Giunsero da ogni dove, a sirene spiegate, le Sirene e, imbracciando i tritoni, giunsero i Tritoni dai lontani Oceani "al di qua" ed "al di là" del Faro... Giunsero batterie di tonni in scatola, eserciti di pesci-spada, cavalli marini allo stato brado... Si allearono con le potenze di Nettuno persino le Frecce Tricolore dei pesci volanti, per le opportune incursioni aeree......Insomma, il Golfo fu un gran ribollire , un pentolone a pressione di brodo primordiale senza sfiatatoio e la Madre di tutte le Battaglie ebbe inizio.
La Piovra, nascosta nelle profondità di caverne sottomarine, ogni tanto allungava tre o quattro tentacoli e ... splash splash... si "zugava" un po' dell'esercito schierato dal nemico...
Armi letali furono studiate e approntate nei laboratori sotterranei di Baia, Cuma, Oplonti; lungo tutta la costa. Un'impepata di cozze gigantesca fu usata come lacrimogeno ma la Piovra impazzita, scalmanando, fece più danni ancora, trascinando con sé negli abissi ingenti porzioni di barriera corallina di Torre del Greco - ridente cittadina - che subì così una biblica mareggiata sterminatrice .
I danni si accumulavano ai danni. Il popolo napolithano si divise in due fazioni: i napolithani di Fede e quelli di "Pensiero"; prevalse con successo l'opera arguta dei secondi che tramutarono in Azione l'Ingegno ; quell'Ingegno che da allora in avanti ha contrassegnato per millenni la unicità di questa genìa sulla faccia della terra.
Cosa si inventarono ordunque i napolithani?
Durante i lunghi giorni di battaglia, questi avevano notato che la famelica Piovra, di tanto in tanto emergeva col suo bel capocchione nello specchio di Megaride, affascinata dai canti delle sacerdotesse Megattere (quelle, un po' chiattone e dalle lunghe ali di chiffon, ancelle della Diva Parthenia regina di Palepoli e Neapolis). Emergeva nei giorni dei sacri riti officiati dal poeta greco Licofrone, cantore delle canterine sirene Leucosia, Ligea e Partenope ovvero la Santa Trinità partenopea.
In quelle occasioni, i napolethani portavano offerte al Tempio Marino e già, tra queste, vi spopolava la "mitica" Pastiera, il cui profumo inebriava i sensi della Grande Piovra che più volte tentò assalti con i suoi tentacolari abbracci all'altare votivo nell'intento sacrilego di rubare le regali libagioni...
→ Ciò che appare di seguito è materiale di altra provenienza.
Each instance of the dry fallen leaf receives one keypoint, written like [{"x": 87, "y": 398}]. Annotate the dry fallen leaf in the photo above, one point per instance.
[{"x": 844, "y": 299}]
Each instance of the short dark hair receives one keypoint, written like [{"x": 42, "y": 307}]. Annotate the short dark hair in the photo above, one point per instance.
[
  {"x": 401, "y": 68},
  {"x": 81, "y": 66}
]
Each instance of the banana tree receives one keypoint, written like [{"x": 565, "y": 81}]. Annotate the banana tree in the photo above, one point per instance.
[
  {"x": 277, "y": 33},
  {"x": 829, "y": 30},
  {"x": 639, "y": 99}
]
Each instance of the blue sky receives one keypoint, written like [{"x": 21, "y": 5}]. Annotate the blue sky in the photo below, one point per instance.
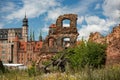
[{"x": 93, "y": 15}]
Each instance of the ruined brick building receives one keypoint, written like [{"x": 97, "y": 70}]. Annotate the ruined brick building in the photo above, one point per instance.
[
  {"x": 113, "y": 42},
  {"x": 16, "y": 48}
]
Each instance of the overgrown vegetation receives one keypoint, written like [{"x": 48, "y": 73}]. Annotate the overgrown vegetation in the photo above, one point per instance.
[
  {"x": 86, "y": 54},
  {"x": 85, "y": 62},
  {"x": 108, "y": 73}
]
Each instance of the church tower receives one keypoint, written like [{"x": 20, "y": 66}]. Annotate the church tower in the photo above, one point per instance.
[{"x": 25, "y": 29}]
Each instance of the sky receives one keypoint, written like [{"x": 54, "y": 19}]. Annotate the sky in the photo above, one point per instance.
[{"x": 93, "y": 15}]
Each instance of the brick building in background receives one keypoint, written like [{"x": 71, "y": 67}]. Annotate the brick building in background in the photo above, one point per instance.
[{"x": 16, "y": 48}]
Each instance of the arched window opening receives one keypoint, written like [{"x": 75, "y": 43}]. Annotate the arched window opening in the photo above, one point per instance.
[
  {"x": 66, "y": 42},
  {"x": 66, "y": 23},
  {"x": 51, "y": 42}
]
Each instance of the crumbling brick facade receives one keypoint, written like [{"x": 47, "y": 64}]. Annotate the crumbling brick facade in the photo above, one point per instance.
[
  {"x": 55, "y": 42},
  {"x": 23, "y": 50}
]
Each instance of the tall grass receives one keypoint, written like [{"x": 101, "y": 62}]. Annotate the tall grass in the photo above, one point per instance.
[{"x": 107, "y": 73}]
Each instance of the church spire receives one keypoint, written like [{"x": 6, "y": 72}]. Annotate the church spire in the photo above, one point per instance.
[
  {"x": 30, "y": 35},
  {"x": 40, "y": 36},
  {"x": 25, "y": 21},
  {"x": 33, "y": 36}
]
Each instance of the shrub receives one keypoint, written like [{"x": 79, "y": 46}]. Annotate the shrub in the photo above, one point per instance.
[{"x": 89, "y": 53}]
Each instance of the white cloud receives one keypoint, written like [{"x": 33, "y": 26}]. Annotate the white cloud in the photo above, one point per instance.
[
  {"x": 66, "y": 25},
  {"x": 94, "y": 24},
  {"x": 1, "y": 25},
  {"x": 112, "y": 9},
  {"x": 97, "y": 6},
  {"x": 33, "y": 8},
  {"x": 80, "y": 19},
  {"x": 9, "y": 7},
  {"x": 45, "y": 28}
]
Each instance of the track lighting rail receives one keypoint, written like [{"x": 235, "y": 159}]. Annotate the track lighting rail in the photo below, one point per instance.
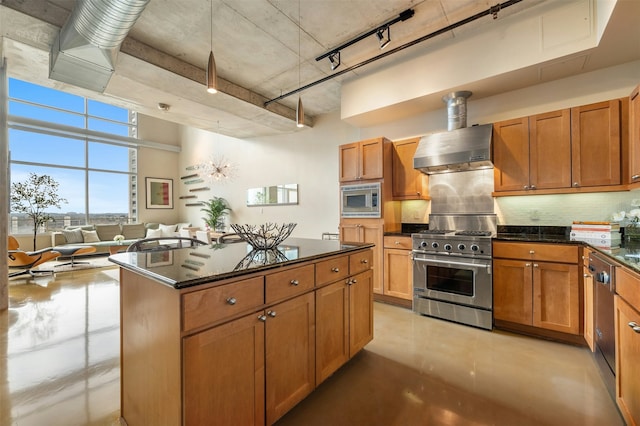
[
  {"x": 402, "y": 17},
  {"x": 491, "y": 11}
]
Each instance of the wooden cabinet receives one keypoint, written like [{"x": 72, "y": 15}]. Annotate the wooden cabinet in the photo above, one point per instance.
[
  {"x": 224, "y": 374},
  {"x": 362, "y": 160},
  {"x": 587, "y": 281},
  {"x": 289, "y": 354},
  {"x": 408, "y": 183},
  {"x": 561, "y": 151},
  {"x": 537, "y": 285},
  {"x": 241, "y": 351},
  {"x": 367, "y": 231},
  {"x": 533, "y": 153},
  {"x": 634, "y": 135},
  {"x": 398, "y": 267},
  {"x": 343, "y": 324},
  {"x": 596, "y": 144},
  {"x": 627, "y": 338}
]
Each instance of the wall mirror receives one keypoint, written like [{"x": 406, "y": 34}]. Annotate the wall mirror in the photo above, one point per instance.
[{"x": 273, "y": 195}]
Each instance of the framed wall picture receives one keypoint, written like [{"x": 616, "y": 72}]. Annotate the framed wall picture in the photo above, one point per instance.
[{"x": 159, "y": 193}]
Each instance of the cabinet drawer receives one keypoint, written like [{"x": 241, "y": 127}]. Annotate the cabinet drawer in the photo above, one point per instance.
[
  {"x": 628, "y": 286},
  {"x": 288, "y": 283},
  {"x": 332, "y": 270},
  {"x": 360, "y": 262},
  {"x": 548, "y": 252},
  {"x": 214, "y": 304},
  {"x": 397, "y": 242}
]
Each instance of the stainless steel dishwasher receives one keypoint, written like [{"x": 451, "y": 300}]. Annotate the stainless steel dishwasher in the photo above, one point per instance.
[{"x": 605, "y": 352}]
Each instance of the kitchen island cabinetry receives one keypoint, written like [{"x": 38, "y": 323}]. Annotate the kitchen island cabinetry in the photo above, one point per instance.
[
  {"x": 232, "y": 342},
  {"x": 367, "y": 231},
  {"x": 408, "y": 183},
  {"x": 634, "y": 136},
  {"x": 537, "y": 286},
  {"x": 364, "y": 160},
  {"x": 627, "y": 338},
  {"x": 398, "y": 268}
]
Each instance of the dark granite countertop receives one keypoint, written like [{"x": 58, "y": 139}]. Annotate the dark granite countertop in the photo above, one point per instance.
[{"x": 188, "y": 267}]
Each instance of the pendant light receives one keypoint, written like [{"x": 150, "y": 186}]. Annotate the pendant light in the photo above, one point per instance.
[
  {"x": 212, "y": 75},
  {"x": 300, "y": 108}
]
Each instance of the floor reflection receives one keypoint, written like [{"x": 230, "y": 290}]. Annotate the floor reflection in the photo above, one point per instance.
[{"x": 60, "y": 349}]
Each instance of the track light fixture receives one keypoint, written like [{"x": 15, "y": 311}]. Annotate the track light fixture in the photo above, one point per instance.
[
  {"x": 334, "y": 58},
  {"x": 380, "y": 34}
]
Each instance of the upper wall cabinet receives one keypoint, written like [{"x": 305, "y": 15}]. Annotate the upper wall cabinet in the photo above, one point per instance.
[
  {"x": 560, "y": 150},
  {"x": 532, "y": 153},
  {"x": 408, "y": 183},
  {"x": 362, "y": 160},
  {"x": 634, "y": 136},
  {"x": 595, "y": 144}
]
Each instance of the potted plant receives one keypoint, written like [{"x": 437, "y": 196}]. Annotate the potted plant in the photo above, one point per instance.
[
  {"x": 215, "y": 209},
  {"x": 33, "y": 197}
]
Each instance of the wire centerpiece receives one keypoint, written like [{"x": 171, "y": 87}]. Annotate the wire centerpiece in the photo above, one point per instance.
[{"x": 266, "y": 236}]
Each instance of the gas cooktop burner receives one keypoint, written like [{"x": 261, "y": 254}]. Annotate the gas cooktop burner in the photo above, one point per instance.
[
  {"x": 437, "y": 231},
  {"x": 474, "y": 233}
]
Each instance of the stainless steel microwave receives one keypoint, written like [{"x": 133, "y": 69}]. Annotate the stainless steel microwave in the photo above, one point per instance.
[{"x": 361, "y": 200}]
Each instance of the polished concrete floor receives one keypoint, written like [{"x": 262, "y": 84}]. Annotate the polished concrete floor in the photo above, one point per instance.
[{"x": 59, "y": 365}]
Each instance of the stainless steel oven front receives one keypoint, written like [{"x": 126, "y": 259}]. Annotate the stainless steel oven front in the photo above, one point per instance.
[{"x": 455, "y": 288}]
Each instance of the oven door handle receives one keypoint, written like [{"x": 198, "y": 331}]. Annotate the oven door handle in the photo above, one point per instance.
[{"x": 473, "y": 265}]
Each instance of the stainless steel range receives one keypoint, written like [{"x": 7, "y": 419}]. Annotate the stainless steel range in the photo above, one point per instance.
[{"x": 452, "y": 276}]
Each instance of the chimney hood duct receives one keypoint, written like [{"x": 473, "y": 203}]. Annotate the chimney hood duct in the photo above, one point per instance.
[
  {"x": 459, "y": 149},
  {"x": 85, "y": 50}
]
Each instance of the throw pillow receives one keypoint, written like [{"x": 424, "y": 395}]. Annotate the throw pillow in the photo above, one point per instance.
[
  {"x": 90, "y": 236},
  {"x": 73, "y": 236},
  {"x": 133, "y": 231},
  {"x": 154, "y": 233},
  {"x": 107, "y": 232},
  {"x": 167, "y": 230}
]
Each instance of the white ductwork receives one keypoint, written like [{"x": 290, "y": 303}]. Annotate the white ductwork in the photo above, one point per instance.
[{"x": 85, "y": 50}]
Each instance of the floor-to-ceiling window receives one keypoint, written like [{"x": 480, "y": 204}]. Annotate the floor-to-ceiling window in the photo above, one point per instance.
[{"x": 85, "y": 145}]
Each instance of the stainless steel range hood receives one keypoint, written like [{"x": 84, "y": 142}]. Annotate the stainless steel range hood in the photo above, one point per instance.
[{"x": 459, "y": 149}]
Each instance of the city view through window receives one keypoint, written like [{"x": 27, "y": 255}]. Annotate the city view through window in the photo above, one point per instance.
[{"x": 83, "y": 144}]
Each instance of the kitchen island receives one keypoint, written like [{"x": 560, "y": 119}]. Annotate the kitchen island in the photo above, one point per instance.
[{"x": 222, "y": 334}]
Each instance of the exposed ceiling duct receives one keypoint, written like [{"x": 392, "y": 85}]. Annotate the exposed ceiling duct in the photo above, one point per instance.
[{"x": 85, "y": 50}]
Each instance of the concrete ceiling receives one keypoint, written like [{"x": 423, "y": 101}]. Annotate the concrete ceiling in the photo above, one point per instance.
[{"x": 256, "y": 44}]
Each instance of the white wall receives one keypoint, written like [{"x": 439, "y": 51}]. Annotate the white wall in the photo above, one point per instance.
[{"x": 308, "y": 157}]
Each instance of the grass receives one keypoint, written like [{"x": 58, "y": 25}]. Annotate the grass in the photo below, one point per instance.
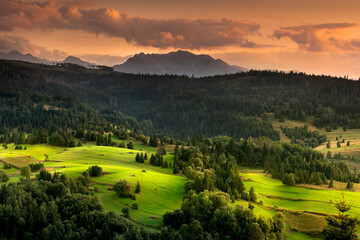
[
  {"x": 304, "y": 208},
  {"x": 161, "y": 190},
  {"x": 288, "y": 124}
]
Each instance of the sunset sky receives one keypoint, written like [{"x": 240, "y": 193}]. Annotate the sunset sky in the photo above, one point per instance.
[{"x": 321, "y": 37}]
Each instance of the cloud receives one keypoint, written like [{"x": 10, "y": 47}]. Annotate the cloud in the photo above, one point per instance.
[
  {"x": 320, "y": 37},
  {"x": 10, "y": 43},
  {"x": 107, "y": 60},
  {"x": 159, "y": 33}
]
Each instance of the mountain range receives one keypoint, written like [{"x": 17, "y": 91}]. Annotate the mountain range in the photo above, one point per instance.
[{"x": 177, "y": 63}]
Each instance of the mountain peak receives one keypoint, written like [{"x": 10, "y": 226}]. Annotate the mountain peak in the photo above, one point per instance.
[
  {"x": 179, "y": 63},
  {"x": 78, "y": 61}
]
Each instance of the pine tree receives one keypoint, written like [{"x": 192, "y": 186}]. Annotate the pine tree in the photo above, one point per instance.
[
  {"x": 252, "y": 195},
  {"x": 138, "y": 188},
  {"x": 176, "y": 169},
  {"x": 342, "y": 226},
  {"x": 109, "y": 140}
]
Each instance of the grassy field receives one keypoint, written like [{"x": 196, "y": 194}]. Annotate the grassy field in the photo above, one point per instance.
[
  {"x": 161, "y": 190},
  {"x": 288, "y": 124},
  {"x": 304, "y": 206}
]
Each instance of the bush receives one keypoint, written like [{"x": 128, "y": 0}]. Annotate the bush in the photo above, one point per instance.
[
  {"x": 36, "y": 166},
  {"x": 126, "y": 211},
  {"x": 25, "y": 171},
  {"x": 134, "y": 206},
  {"x": 123, "y": 188},
  {"x": 4, "y": 177},
  {"x": 95, "y": 171},
  {"x": 138, "y": 188},
  {"x": 130, "y": 145},
  {"x": 7, "y": 166}
]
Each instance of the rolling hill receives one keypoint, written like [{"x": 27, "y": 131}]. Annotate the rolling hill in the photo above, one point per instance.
[{"x": 178, "y": 63}]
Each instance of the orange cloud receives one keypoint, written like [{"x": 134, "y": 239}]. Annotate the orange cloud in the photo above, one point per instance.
[
  {"x": 159, "y": 33},
  {"x": 319, "y": 38},
  {"x": 10, "y": 43}
]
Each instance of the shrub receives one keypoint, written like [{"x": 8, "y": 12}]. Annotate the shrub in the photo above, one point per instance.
[
  {"x": 130, "y": 145},
  {"x": 134, "y": 206},
  {"x": 36, "y": 166},
  {"x": 126, "y": 211},
  {"x": 25, "y": 171},
  {"x": 95, "y": 171},
  {"x": 123, "y": 188},
  {"x": 4, "y": 177},
  {"x": 138, "y": 188}
]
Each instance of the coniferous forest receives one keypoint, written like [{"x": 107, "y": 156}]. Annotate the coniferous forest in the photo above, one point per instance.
[{"x": 217, "y": 126}]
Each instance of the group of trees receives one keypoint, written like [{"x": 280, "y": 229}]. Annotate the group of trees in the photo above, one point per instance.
[
  {"x": 207, "y": 215},
  {"x": 141, "y": 157},
  {"x": 95, "y": 171},
  {"x": 158, "y": 160},
  {"x": 290, "y": 163},
  {"x": 61, "y": 208},
  {"x": 304, "y": 136}
]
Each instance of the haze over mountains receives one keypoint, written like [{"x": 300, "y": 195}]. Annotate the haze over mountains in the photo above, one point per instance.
[{"x": 177, "y": 63}]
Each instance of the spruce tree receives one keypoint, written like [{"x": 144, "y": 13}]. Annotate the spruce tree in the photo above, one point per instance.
[
  {"x": 342, "y": 226},
  {"x": 138, "y": 187}
]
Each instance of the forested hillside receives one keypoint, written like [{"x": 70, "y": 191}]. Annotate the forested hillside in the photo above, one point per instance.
[{"x": 234, "y": 105}]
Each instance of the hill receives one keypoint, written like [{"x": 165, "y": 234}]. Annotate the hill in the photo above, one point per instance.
[
  {"x": 178, "y": 106},
  {"x": 78, "y": 61},
  {"x": 178, "y": 63}
]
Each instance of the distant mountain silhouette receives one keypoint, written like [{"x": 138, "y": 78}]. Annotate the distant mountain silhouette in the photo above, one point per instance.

Fu così, che ricordando anche gli effetti pirotecnici della prima rudimentale arma (l'impepata di cozze), il popolo approntò l'arma letale; quella, che a memoria di quei giorni ci è stata tramandata con l'onomatopeico nome DI CASATIELLO , dal greco, appunto : "KHIAVATA'N'CELLO'N'KAPA".
Lungo tutta la costa, nei laboratori sotterranei delle forze alleate di Rodi e Falerno presso le basi segrete della NATO di Bagnoli e di Licola, e persino nelle abitazioni private, fervero i preparativi di guerra per industriare la potente arma bellica.
Furono compattate tonnellate di farina e uova, e cicoli e pepe, e latticini e caci,e 'nzogna per ottenersi un impasto tosto e micidiale; furono approntati proiettili di casatiello a testata nucleare e di lunga gittata, studiandone anche la più consona ed aerodinamica forma a piattello. Nei tempi in cui l'acciaio ancora non era presente, l'elemento alchemico casatiello era già più duro e compatto del diamante.
E venne il giorno dell'ultima battaglia; quella, che decretò la vittoria in guerra dei partenopei.
Lungo tutta la costa, un formicaio di uomini e donne, muniti di grosse fionde e catapulte e di montagne di proiettili di casatiello, si snodò per ben tre linee di trincea. Persino dalla collina che oggi è chiamata Vomero, bande di indigeni armate di tutto punto, dalle loro postazioni tra i limoneti, gli aranceti ed i "broccoleti", fissavano lo specchio d'acqua di Megaride, pronti alla controffensiva.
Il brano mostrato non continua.